Abstract

Recent advances in flow cytometry have resulted in the development of powerful bioassays to analyze the proliferation of cell populations. The carboxy-fluorescein diacetate succinimidyl ester (CFSE)-labeling experiment is one such assay that is widely used to study cell kinetics and as a standard tool for investigating lymphocyte proliferation. Several mathematical models have been proposed to describe cell proliferation during CFSE experiments. The statistical analysis of CFSE-labeling data has received little attention, but it poses a number of methodological issues. In this article we approach their analysis using a mixture model.

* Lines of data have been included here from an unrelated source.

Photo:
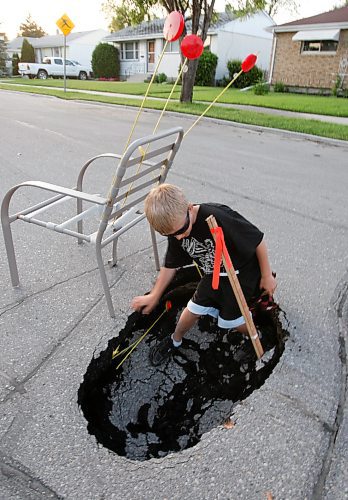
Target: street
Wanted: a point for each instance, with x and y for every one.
(290, 436)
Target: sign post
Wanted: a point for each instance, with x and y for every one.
(65, 25)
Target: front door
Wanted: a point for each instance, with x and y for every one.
(151, 56)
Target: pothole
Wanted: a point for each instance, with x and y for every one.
(142, 412)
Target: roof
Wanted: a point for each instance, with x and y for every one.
(330, 17)
(155, 28)
(46, 41)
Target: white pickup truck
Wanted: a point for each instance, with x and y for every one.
(54, 66)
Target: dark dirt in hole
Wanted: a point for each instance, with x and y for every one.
(140, 411)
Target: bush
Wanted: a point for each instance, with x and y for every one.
(245, 79)
(160, 78)
(15, 61)
(105, 61)
(28, 52)
(337, 85)
(206, 68)
(261, 88)
(279, 87)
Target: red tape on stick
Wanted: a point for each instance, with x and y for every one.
(249, 62)
(220, 250)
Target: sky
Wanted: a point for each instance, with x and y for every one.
(87, 14)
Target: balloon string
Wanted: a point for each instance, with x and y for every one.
(137, 117)
(143, 152)
(135, 344)
(213, 102)
(145, 96)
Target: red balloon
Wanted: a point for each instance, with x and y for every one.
(192, 46)
(173, 26)
(249, 62)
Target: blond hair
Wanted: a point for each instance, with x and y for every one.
(164, 205)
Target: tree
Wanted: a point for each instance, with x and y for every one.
(128, 12)
(15, 61)
(30, 29)
(105, 61)
(3, 53)
(27, 52)
(200, 13)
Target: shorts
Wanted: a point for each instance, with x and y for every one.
(222, 303)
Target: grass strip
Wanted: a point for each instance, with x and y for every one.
(322, 105)
(313, 127)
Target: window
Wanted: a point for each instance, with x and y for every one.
(172, 46)
(129, 51)
(319, 46)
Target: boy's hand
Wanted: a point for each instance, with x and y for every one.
(144, 303)
(269, 284)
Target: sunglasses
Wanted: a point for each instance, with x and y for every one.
(184, 228)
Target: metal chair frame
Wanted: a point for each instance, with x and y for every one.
(115, 218)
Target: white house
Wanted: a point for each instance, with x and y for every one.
(229, 38)
(79, 46)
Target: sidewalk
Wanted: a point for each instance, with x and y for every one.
(289, 441)
(257, 109)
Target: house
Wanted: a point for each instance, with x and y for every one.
(228, 37)
(79, 46)
(312, 52)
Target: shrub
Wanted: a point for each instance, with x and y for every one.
(15, 61)
(245, 79)
(160, 78)
(105, 61)
(279, 87)
(261, 88)
(337, 85)
(206, 68)
(28, 52)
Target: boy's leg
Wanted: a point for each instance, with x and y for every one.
(161, 351)
(186, 321)
(242, 329)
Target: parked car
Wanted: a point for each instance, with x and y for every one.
(54, 66)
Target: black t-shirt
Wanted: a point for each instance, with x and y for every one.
(241, 238)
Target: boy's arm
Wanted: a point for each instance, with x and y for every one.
(145, 303)
(268, 282)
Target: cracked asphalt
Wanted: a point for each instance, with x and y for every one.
(290, 436)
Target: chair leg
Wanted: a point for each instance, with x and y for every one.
(155, 249)
(105, 281)
(113, 260)
(79, 223)
(11, 257)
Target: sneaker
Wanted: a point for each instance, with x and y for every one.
(162, 351)
(245, 353)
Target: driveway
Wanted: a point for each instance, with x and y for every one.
(290, 436)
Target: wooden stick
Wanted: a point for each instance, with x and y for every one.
(238, 292)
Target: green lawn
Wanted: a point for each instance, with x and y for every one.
(313, 127)
(290, 102)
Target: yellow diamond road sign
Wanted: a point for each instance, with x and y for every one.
(65, 24)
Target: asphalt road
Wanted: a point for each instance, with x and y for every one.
(290, 436)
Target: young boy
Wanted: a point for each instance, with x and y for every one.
(189, 238)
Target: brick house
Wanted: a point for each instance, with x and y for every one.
(312, 52)
(229, 37)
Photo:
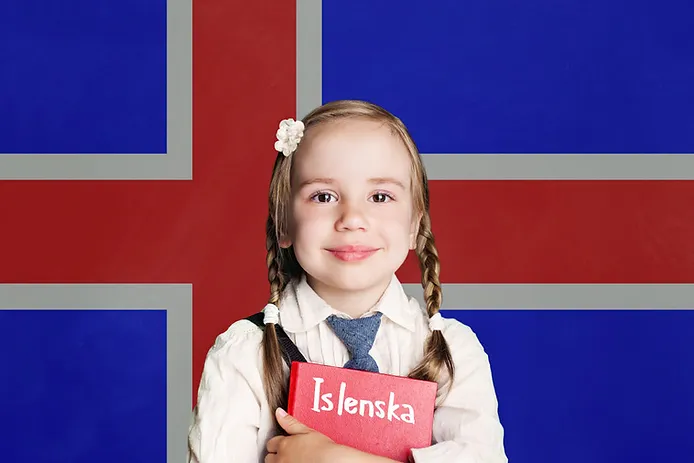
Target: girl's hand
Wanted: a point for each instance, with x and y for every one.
(303, 444)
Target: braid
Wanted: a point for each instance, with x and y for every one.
(273, 373)
(437, 354)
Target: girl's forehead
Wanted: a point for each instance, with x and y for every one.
(352, 145)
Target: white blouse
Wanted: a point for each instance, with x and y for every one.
(232, 421)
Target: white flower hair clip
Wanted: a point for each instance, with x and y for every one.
(288, 136)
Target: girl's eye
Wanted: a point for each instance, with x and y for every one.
(323, 197)
(381, 198)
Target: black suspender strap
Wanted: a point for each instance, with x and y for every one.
(290, 352)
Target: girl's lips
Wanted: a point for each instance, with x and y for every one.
(352, 253)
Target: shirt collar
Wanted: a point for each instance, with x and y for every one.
(302, 309)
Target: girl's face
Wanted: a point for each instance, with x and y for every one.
(352, 217)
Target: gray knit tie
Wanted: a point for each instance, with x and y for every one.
(358, 337)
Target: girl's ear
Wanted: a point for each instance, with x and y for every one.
(414, 230)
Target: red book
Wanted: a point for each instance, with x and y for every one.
(380, 414)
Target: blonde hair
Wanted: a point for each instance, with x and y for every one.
(283, 265)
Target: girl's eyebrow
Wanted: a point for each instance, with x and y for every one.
(387, 180)
(316, 180)
(375, 181)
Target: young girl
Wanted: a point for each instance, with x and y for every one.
(348, 201)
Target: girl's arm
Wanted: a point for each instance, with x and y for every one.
(466, 425)
(226, 418)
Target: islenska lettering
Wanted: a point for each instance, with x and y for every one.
(322, 402)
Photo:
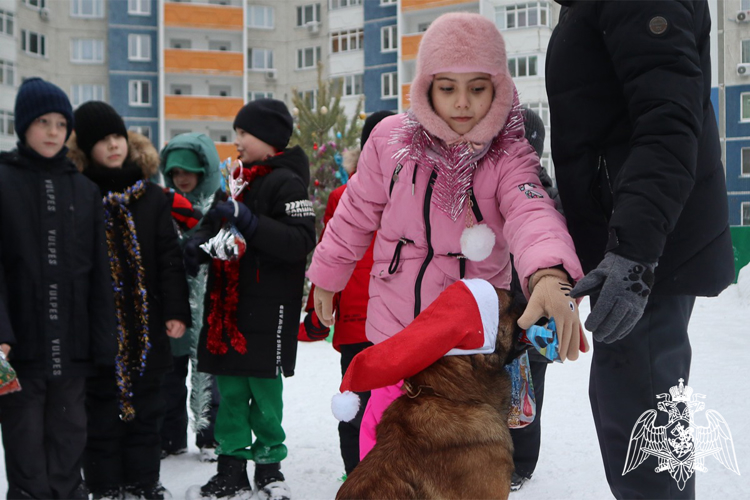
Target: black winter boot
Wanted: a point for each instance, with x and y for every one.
(230, 480)
(270, 482)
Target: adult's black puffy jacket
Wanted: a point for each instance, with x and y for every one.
(634, 139)
(271, 275)
(56, 308)
(163, 269)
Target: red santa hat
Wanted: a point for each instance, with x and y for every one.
(462, 320)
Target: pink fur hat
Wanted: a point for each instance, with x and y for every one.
(462, 43)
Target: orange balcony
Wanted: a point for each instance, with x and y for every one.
(185, 107)
(214, 17)
(226, 150)
(407, 5)
(410, 45)
(207, 62)
(405, 89)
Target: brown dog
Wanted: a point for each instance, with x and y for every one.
(447, 437)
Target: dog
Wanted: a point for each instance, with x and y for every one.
(447, 436)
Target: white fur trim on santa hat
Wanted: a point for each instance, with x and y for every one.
(489, 309)
(477, 242)
(345, 406)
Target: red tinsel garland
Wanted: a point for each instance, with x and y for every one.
(225, 315)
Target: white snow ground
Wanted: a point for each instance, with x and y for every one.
(570, 463)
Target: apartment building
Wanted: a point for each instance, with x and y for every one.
(381, 87)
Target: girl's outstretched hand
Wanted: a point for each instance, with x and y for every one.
(323, 300)
(550, 298)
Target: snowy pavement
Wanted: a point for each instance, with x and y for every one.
(569, 464)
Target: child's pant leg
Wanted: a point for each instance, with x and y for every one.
(174, 430)
(33, 469)
(141, 446)
(379, 400)
(233, 430)
(102, 460)
(266, 411)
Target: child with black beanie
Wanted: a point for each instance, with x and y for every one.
(126, 405)
(56, 307)
(249, 339)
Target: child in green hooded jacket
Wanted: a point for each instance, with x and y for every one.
(190, 166)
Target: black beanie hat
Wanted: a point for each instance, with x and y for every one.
(534, 127)
(268, 120)
(95, 120)
(37, 97)
(370, 123)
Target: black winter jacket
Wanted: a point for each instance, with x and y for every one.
(634, 139)
(56, 308)
(164, 272)
(272, 272)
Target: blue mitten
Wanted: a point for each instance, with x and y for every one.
(238, 214)
(623, 286)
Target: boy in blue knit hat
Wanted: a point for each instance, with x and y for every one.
(56, 307)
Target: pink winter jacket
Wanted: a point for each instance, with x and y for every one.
(510, 199)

The mixing proportions are specified through an age-dependent branching process that models the temporal organization of the cell population. Because the CFSE molecules are partitioned between daughter cells when their mother divides, the observations generated by this assay are dependent. The data structure can be compared with that of a partially observed random-effects model where the clusters cannot be identified. In this context, we propose three estimators. We prove their consistency and asymptotic normality, investigate their finite-sample properties in simulation studies, and contrast their relative merits for the analysis of CFSE-labeling data. We use the proposed methods to analyze the proliferation in vitro of CD4+ and CD8+ T lymphocytes. In particular, we compare their activation and proliferation rates, and also investigate the effect of two stimuli that activate resting lymphocytes: the nonspecific mitogen phytohemaglutanin (PHA) and ligation of both the T-cell receptor CD3 and the costimulatory receptor CD28 cell surface proteins with monoclonal antibodies.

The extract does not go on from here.